|Posted by keshiaclukey on May 9, 2013 at 7:35 PM|
Whitesboro fourth-grader Kyle Dillon always finishes his tests early.
But last week, the 10-year-old wasn't the first or the second in his class to complete the state English Language Arts test. He never finished the last question before time ran out.
"I only got two sentences down, so I'm pretty sure I'm not going to get as much points," the Westmoreland Road Elementary School student said. "It really stunk."
State testing for third- through eighth-graders began last week and continues today through Friday with math. The tests, which include the new Common Core Standards, are more rigorous, and some parents had threatened to opt out their students.
Last week, the number of students opting out, however, was significantly lower than what was expected, said Robert Lowry Jr., New York State Council of Superintendents deputy director for advocacy research and communications. Exact numbers are not yet available.
The real problem: Students not finishing the exams.
The time allotted for third- and fourth-grade students to complete the tests decreased from last year's 90 minutes per test to 70. A survey of superintendents said students were unable to finish the tests in the time allotted, said Lowry.
"I don't know how that will affect the results and whether that raises questions about the soundness of the test themselves," he said.
Common Core implementation began in September. Test scores are expected to drop 30 percent in the first year, Lowry said.
The Utica City School District didn't have any students opt out, but teachers said many students didn't have time to finish, said Sandy Paddock, testing, data analysis and planning administrator.
The time was decreased to address concerns that the test sessions were too long, and the new times were estimated based on last year's test and field tests, said state Education Department spokeswoman Antonia Valentine in an email.
But if students didn't finish, it could lower their scores, reflecting poorly on the district and teachers. The state uses test scores and graduation rates to decide a district's accountability and to calculate yearly progress.
Those with low scores are identified as Priority and Focus, and are required to create a comprehensive improvement plan and must set aside funding for state approved programs and services. There are several other restrictions and requirements of the district in order to get it on the right track to improvement.
The education department said it would not identify schools or districts as Focus or Priority based on the 2012-13 assessments, but they would be identified as Local Assistance Plan schools, which must develop an assistance plan.
But schools that don't make adequate yearly progress cannot become Reward schools, and are ineligible to receive the funding that comes with that designation.
The newly implemented teacher and principal evaluation systems also will reflect the lower scores, as they make up about 20 percent of the annual review. The impacts of the results will be up to each individual district.
In spite of his frustration with the lack of time, Kyle said he is learning.
"I've actually improved on the reading comprehensions over this year," he said.
Facing the math tests this week, Kyle said he's not as nervous.
"I find math a little easier than ELA," he said.

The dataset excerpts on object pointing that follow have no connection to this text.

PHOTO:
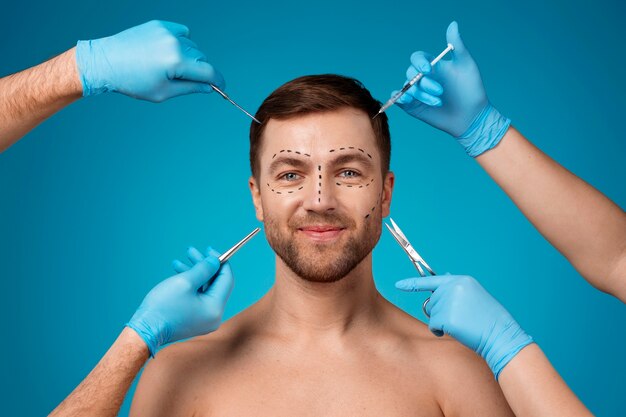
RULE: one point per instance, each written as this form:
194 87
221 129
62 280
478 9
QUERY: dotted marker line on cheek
374 208
282 192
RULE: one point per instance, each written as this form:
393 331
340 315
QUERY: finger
423 283
427 84
175 28
201 272
404 98
180 88
424 97
194 255
223 285
179 266
200 71
436 325
454 37
187 44
212 252
421 61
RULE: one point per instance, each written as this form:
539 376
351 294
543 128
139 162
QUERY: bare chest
313 387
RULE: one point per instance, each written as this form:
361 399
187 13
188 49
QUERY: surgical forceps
419 262
223 94
230 252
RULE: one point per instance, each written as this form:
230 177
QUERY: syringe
414 80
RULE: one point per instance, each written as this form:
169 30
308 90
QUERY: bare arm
532 387
29 97
104 389
584 225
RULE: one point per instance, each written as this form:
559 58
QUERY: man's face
321 192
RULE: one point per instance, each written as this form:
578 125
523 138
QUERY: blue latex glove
452 98
154 61
463 309
175 309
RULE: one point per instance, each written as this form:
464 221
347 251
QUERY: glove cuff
154 339
485 132
507 344
87 69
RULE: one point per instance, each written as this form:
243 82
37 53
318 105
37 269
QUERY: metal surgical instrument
415 257
413 81
223 94
230 252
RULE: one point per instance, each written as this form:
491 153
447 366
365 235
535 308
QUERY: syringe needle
411 83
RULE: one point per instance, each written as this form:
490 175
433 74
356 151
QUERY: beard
323 262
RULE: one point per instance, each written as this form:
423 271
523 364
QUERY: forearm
583 224
104 389
532 387
29 97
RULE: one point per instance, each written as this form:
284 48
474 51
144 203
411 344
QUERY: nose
320 194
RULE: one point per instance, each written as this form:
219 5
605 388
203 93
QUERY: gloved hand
452 98
463 309
154 61
176 309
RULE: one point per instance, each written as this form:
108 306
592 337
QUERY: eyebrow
352 157
302 163
287 160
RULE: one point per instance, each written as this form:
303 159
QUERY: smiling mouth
321 232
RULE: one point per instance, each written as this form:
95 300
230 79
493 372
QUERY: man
322 341
170 65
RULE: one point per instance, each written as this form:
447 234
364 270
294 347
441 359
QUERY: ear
256 198
388 183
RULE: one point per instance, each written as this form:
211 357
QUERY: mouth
321 233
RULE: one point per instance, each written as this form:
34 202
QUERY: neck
310 309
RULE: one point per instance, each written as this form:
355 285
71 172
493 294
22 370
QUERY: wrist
485 131
87 65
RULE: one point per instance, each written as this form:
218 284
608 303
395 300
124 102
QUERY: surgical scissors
230 252
419 262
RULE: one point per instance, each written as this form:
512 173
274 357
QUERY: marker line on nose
319 191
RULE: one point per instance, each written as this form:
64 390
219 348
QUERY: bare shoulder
463 383
170 382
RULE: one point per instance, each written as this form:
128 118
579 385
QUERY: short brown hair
314 94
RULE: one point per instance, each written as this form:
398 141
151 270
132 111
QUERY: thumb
424 283
454 37
202 271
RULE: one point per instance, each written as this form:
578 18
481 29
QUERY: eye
349 173
290 176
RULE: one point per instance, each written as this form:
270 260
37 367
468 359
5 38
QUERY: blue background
98 200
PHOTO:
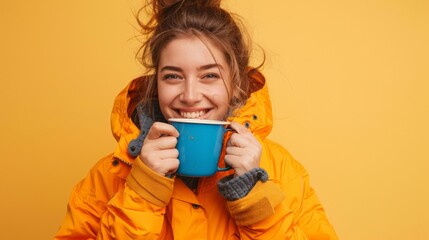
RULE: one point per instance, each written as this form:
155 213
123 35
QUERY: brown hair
204 19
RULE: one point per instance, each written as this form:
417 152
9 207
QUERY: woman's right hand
159 151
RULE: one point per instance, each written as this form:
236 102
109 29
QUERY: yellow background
349 82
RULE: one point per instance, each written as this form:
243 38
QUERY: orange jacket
121 198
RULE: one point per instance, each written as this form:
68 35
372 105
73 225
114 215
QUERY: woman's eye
170 76
211 76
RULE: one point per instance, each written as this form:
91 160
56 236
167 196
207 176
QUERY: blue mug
199 145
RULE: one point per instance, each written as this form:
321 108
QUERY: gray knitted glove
235 188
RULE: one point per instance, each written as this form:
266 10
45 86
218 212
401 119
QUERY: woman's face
191 84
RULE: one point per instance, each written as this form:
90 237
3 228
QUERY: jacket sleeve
127 212
284 207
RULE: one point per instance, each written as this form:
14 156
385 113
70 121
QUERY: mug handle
227 167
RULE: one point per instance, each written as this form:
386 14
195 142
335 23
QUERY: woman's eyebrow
208 66
171 68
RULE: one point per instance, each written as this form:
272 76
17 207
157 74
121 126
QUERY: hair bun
160 5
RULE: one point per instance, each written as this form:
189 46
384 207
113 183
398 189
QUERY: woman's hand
159 151
243 151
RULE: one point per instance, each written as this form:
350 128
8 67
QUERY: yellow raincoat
121 198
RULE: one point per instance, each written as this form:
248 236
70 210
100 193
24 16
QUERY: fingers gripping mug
199 145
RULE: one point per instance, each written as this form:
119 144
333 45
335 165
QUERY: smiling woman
199 68
191 81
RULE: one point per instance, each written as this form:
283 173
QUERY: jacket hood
256 114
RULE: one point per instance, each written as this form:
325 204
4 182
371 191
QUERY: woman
198 60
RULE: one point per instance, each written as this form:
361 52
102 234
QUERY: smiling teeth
196 114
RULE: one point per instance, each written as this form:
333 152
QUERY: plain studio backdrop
349 82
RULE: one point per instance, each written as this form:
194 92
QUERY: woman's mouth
195 114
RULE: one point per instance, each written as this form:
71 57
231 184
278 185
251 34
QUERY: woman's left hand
243 151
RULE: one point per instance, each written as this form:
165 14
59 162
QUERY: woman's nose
191 93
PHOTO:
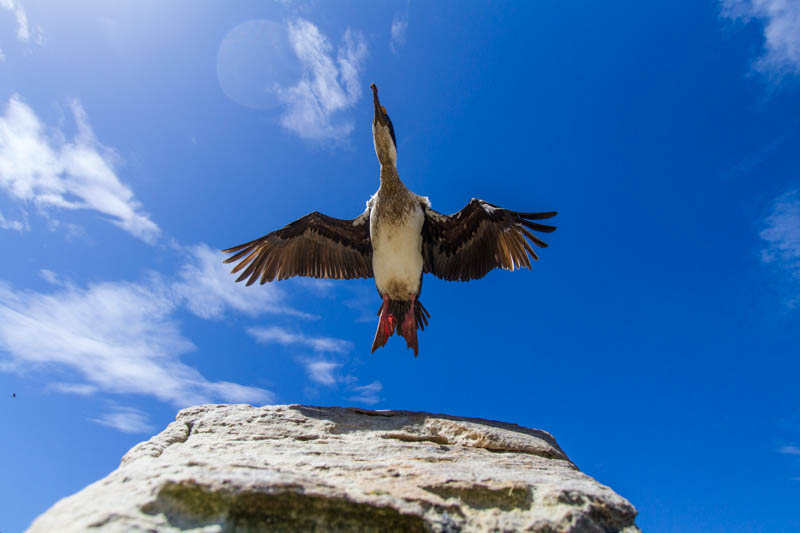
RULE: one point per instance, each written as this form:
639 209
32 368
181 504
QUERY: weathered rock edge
238 468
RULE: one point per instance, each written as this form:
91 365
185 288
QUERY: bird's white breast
397 253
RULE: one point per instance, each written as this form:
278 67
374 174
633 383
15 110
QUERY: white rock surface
238 468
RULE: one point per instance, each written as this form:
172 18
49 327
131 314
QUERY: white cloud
399 28
321 371
11 224
127 420
275 334
65 175
207 288
81 389
327 87
23 32
119 337
368 394
781 22
782 233
782 236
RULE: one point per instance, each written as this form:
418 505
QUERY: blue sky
656 339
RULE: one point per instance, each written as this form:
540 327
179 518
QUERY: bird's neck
390 180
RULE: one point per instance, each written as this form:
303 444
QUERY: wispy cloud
368 394
23 31
328 87
11 224
789 450
782 233
80 389
119 337
781 23
321 371
278 335
782 237
399 28
54 174
126 419
207 288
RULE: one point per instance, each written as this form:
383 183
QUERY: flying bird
395 240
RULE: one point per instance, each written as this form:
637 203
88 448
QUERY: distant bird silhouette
395 240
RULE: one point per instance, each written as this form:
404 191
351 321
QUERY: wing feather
470 243
316 246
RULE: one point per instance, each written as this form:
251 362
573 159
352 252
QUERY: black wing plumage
316 246
468 244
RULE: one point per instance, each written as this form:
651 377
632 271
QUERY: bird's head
383 132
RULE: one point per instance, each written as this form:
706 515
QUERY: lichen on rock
238 468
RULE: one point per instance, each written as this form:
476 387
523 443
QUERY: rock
297 468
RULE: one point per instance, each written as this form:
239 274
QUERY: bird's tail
399 308
396 314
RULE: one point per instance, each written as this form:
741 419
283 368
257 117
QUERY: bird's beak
380 112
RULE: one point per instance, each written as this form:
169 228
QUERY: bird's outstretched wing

The Utica City School District is facing a nearly $6.2 million budget deficit for the 2013-14 school year.
The nearly $139 million amended budget was approved unanimously April 2 by the Board of Education, and will go to public vote May 21. A public hearing will take place May 7.
It includes a 2 percent property tax increase and the elimination of 83 positions, 49 of which are teaching.
The budget originally eliminated 98.5 positions, 64.5 of which were teaching positions.
5.5 teaching positions, 3.5 secondary positions and two elementary, were added back after the district learned it would receive an additional $313,164 in state aid, not including building aid.
17 teachers decided to take the $14,000 retirement incentive negotiated with the Utica Teachers Association. Teachers laid off will be the first called back to fill the 17 positions, based on seniority and credentials.
The about $305,000 in savings from the incentive, along with a $407,000 recalculation of debt service interest, allowed the district to put nine teaching positions back in the budget — four English Language Arts, three math and two elementary.
ENGLISH LANGUAGE ARTS
Taken by third- to eighth-graders statewide last week, the three-day test was 70 minutes each day for third- and fourth-graders, compared to the 90 minutes allotted last year.
Fifth- through eighth-graders were tested 90 minutes each day, the same as last year.
Testing for third- through eighth-graders runs today through Friday.
Third-graders have 70 minutes each day to take the test, compared to the 90 minutes allotted last year.
Fourth-graders have 70 minutes per day for two days, and 90 minutes for the third day, compared to the 90 minutes each day allotted last year.
Fifth- through eighth-graders are allotted 90 minutes each day.
Source: Sandy Paddock, Utica City School District Testing, Data Analysis and Planning administrator.
The state Common Core Standards were adopted by the Board of Regents in January 2011.
The changes were made to create a more standardized education in schools and increase students’ college and career readiness.
The new curriculum is more rigorous and delves deeper into topics. It also includes ongoing professional development of staff, shifts in instruction and new assessments to measure student progress.
Implementation officially began in September and secures federal funding for each state, such as Race to the Top and Title I monies.
Nationally, 46 states as well as Washington, D.C., have adopted the Common Core Standards. Kentucky tested the new standards last year and scores dropped 30 to 35 percent. New York is testing this year. All other states plan to test in 2014.